The Australian salmon farming industry, established in the mid-1980s and located in Tasmania, home to the region’s coldest waters, is now one of the country’s richest seafood sectors. With a market value in excess of $550 million, it accounts for nearly 50% of the Australian aquaculture market. But as the industry looks to double in size by 2030, it faces a number of challenges, not the least of which is the physical space it needs to continue to grow. With sheltered inshore sites for conventional net pen production facilities in short supply for a variety of reasons, the industry needs to consider the risks associated with alternative production technologies.
A New Way of Evaluating Risk
In 2013, a team of researchers from the University of Tasmania in Australia and the University of St. Andrews in Scotland launched a unique comparative analysis case study to examine the viability and economic risk associated with three alternative technologies for farming salmon, with the aim of assisting industry decision-makers in charting the most efficient path to continued growth. The results of the study were published in an article entitled “Technology selection—the impact of economic risk” in the Journal of Aquaculture Economics and Management (see below for link) in December 2016.
Departing from the aquaculture industry standard of single-point deterministic analysis, the case study featured a stochastic simulation approach to identify probable investment returns in comparison to known financial risks involved with each new technology over a 15-year period.
With conventional sea-pen farming serving as the baseline scenario, the researchers studied the prospects of three alternative production expansion options:
1. Operate sea-pen technology in high-energy offshore locations; 2. Embrace land-based recirculating aquaculture (RAS) technology to either deliver larger post-smolt fish to sea; 3. Complete the production growout cycle of Atlantic salmon on land.
The team gathered biological data from existing sea-pen sites in Australia, Scotland and around the world, as well as capital and operating cost data through extensive interviews with industry stakeholders (including equipment manufacturers, salmon farmers, and research centers).
@RISK's Contribution
As part of the study framework, representative budgets and a 15-year discounted cash flow model were developed for each scenario using @RISK. With the assistance of Palisade expert trainers, the team developed an economic model comprised of three linked sub-models addressing biological performance (specifically growth, mortality and food conversion), capital costs, and operational costs to generate monthly net values and key financial returns.
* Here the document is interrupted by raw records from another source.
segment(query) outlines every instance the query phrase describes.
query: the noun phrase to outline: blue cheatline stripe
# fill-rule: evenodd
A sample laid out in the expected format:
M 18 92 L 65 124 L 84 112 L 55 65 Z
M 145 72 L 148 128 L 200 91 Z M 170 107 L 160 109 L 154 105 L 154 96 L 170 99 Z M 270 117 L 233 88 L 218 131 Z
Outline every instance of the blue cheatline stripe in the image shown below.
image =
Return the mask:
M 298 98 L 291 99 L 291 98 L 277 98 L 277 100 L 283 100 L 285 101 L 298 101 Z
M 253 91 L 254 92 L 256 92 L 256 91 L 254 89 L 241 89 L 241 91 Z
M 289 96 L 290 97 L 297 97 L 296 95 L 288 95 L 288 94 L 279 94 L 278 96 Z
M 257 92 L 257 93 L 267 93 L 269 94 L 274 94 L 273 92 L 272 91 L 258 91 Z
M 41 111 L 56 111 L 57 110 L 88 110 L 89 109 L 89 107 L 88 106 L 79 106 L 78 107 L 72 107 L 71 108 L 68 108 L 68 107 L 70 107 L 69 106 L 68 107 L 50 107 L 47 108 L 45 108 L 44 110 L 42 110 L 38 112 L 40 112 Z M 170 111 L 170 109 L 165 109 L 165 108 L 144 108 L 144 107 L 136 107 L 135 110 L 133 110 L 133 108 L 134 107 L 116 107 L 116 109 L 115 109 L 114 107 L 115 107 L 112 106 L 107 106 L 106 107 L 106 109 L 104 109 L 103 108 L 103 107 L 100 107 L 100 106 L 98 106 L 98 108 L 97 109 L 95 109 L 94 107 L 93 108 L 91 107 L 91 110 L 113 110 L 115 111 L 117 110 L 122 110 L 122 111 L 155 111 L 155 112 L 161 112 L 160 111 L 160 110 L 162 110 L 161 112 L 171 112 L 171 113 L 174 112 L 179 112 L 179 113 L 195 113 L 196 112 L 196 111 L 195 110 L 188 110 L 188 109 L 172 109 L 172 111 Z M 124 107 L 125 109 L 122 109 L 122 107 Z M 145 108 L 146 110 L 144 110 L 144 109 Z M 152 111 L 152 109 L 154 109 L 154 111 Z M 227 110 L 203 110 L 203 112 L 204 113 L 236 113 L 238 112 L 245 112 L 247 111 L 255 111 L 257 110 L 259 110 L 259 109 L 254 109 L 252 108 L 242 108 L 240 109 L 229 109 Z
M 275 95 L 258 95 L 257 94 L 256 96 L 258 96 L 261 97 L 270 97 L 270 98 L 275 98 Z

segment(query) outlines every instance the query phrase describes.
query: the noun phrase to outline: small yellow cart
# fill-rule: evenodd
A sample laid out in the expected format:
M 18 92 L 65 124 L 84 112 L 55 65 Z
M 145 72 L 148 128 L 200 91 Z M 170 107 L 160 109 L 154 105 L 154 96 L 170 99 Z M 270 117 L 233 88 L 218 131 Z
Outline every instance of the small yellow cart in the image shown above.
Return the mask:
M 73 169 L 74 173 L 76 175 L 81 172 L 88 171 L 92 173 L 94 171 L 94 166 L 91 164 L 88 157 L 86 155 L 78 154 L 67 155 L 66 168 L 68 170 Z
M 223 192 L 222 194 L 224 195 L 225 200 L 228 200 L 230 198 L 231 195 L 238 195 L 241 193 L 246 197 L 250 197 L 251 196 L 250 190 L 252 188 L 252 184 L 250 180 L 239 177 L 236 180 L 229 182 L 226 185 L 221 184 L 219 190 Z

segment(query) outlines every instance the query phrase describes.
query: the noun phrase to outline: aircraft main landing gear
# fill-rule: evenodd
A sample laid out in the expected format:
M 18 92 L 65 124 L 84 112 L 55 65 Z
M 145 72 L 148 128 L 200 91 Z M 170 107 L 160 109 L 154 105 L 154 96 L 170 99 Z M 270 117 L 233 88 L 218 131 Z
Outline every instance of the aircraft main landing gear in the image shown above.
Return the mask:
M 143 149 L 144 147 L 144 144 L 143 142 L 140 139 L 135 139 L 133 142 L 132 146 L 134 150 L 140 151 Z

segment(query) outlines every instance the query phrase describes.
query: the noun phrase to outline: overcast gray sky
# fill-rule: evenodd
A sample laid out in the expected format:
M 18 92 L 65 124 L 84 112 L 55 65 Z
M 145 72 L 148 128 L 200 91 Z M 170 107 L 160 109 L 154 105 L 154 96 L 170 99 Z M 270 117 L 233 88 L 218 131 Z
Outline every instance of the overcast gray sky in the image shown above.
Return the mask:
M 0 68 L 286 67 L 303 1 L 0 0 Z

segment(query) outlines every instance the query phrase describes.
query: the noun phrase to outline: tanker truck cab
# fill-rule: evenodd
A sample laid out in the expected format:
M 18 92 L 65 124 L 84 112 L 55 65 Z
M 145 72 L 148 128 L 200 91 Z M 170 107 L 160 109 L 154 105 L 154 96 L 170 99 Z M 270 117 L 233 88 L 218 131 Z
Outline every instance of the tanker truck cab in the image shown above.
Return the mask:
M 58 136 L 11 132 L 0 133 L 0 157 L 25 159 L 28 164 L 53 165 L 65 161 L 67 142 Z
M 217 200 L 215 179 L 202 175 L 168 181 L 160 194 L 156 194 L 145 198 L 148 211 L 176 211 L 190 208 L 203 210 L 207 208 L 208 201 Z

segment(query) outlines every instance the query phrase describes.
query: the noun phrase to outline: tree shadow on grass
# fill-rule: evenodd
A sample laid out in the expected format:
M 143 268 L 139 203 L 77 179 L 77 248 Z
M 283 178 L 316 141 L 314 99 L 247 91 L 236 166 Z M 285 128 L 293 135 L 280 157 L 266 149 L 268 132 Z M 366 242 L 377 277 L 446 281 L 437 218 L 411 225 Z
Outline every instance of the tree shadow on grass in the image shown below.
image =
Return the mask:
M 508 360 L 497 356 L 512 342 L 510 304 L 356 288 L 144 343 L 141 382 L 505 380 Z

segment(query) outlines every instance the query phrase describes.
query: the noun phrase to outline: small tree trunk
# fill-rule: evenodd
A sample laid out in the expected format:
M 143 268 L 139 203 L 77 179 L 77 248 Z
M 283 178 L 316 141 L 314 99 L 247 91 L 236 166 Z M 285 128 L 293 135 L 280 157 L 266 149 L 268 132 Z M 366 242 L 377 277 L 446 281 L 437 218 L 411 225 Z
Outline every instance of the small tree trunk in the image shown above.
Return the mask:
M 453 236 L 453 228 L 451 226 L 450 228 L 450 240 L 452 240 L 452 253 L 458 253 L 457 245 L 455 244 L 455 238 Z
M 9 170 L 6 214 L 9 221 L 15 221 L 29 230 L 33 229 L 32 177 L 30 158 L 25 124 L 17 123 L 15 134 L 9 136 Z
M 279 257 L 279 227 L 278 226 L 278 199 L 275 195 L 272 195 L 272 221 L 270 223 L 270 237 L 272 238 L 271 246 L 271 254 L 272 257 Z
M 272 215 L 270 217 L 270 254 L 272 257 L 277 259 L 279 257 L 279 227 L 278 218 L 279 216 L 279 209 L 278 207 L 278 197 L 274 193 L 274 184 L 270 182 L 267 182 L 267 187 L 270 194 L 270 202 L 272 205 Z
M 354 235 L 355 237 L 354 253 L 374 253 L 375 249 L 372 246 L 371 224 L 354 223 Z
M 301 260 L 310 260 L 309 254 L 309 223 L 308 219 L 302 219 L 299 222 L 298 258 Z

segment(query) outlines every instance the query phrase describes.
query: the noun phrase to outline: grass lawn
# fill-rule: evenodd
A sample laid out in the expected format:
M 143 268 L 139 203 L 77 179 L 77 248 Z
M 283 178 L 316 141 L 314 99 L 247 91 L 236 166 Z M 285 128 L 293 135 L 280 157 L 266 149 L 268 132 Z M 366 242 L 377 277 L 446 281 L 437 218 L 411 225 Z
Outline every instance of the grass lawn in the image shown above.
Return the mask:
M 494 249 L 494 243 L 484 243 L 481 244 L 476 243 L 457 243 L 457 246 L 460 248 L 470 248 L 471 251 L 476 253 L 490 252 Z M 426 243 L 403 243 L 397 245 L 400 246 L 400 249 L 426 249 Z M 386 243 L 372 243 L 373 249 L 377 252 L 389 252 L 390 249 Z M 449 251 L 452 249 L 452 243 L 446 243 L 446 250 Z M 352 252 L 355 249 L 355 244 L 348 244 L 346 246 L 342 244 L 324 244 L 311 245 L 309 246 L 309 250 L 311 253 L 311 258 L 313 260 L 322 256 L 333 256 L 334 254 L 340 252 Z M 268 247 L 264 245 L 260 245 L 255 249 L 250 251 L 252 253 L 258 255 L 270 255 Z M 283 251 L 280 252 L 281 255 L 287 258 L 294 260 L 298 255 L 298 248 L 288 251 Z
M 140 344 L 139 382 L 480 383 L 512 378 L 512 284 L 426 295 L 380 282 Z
Each scenario modeled the production of 6,000 tonnes of head-on, gutted Atlantic Salmon, the key industry production metric. Model input variables (i.e. feed costs, monthly mortality, water temperature, and overhead and operational costs) were defined using a three-point estimate technique (most likely, best case, and worst case) of the gathered data and through @RISK’s RiskFitDistribution function. A Latin-Hypercube method was employed to sample from the probability distributions generated via the simulations, with output convergence testing determining that 25,000 simulation iterations would be required to achieve 95% confidence that the model results would be within 0.5% of the theoretical P95 statistical standard deviation answer.
Industry standard financial indicators were used to evaluate fiscal performance and facilitate comparison with published results and industry data. Unit Cost of Production and US$ per kg salmon delivered fresh at the farm gate pricing provided a measure of comparative production efficiency, and third-year income and Return on Investment and Net Present Value data provided an assessment of short and longer-term profitability. “A key strength of the modeling approach adopted in this research was the development of ‘ground-truthed’ budgets that reflected both the cost structure and the current levels of development for the different technologies,” said University of Tasmania's Dr. Catriona MacLeod, one of the study’s authors. “Utilizing @RISK to derive representative input distributions (forms and ranges) from industry and equipment manufacturers’ data, rather than just assuming triangular or normal distributions, added value and significantly enhanced our confidence in the economic performance forecasts.”
By comparing the results generated by the biological, initial costs, and cost of production models, the researchers determined that offshore production expansion required both the lowest initial investment and the greatest financial return, and that land-based production systems featured higher levels of financial uncertainty and therefore greater risk. The results emphasized the challenges of employing a purely deterministic analysis approach to evaluating aquaculture production options. Significantly, the findings indicated that fifteen-year net present values could vary by some US$100M, with worst (P5) and best case (P95) NPVs ranging from US$50.3M to US$150.2M.
Interestingly, the study also established overlapping steady state cost of production distributions for the production scenarios, indicating, for example, that the best land-based freshwater growout systems could deliver superior financial (net income) performance than the worst performing offshore site production strategies.